David Freddoso notes that by April, the city Detroit “was already well on its way to bankruptcy.” Acknowledging that the project is mostly privately funded, he submits that going forward with it at this point is a fool’s errand:
Detroit is emptying out. Its entire population is less than 700,000. I’m not a transportation expert, but I know a little bit of math. At $1.50 per ride, you’ll need about 100 million rides on this thing before it’s paid for itself. It would take a century if every person in the city rides it (on average) each year, and that assumes no maintenance costs.
Then there’s this:
In Detroit, they have a pretty serious crisis of urban abandonment — about 60,000 abandoned buildings, 38,000 of which are unsafe. The estimated cost to tear each one down is about $8,000, so $25 million would take care of about 3,100 of those. Or the money could go to shore up pensions for the city workers about to get screwed in bankruptcy.

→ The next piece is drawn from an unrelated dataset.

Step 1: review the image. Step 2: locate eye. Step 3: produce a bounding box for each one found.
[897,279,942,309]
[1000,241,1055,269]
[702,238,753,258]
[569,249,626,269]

Arguing that federal taxpayers shouldn’t have to fork over a single dime, Freddoso emphasizes that the Department of Transportation is endorsing the project, adding:
This is the same federal Department of Transportation that tried to make the sequester as painful as possible by furloughing air traffic controllers at the nation’s busiest airports [and is now] determined to spend your money on expensive toys and on the same kind of ‘revitalization’ schemes that Detroit’s city government went bankrupt paying for.
Because hey, we have so much extra money just sitting there doing nothing.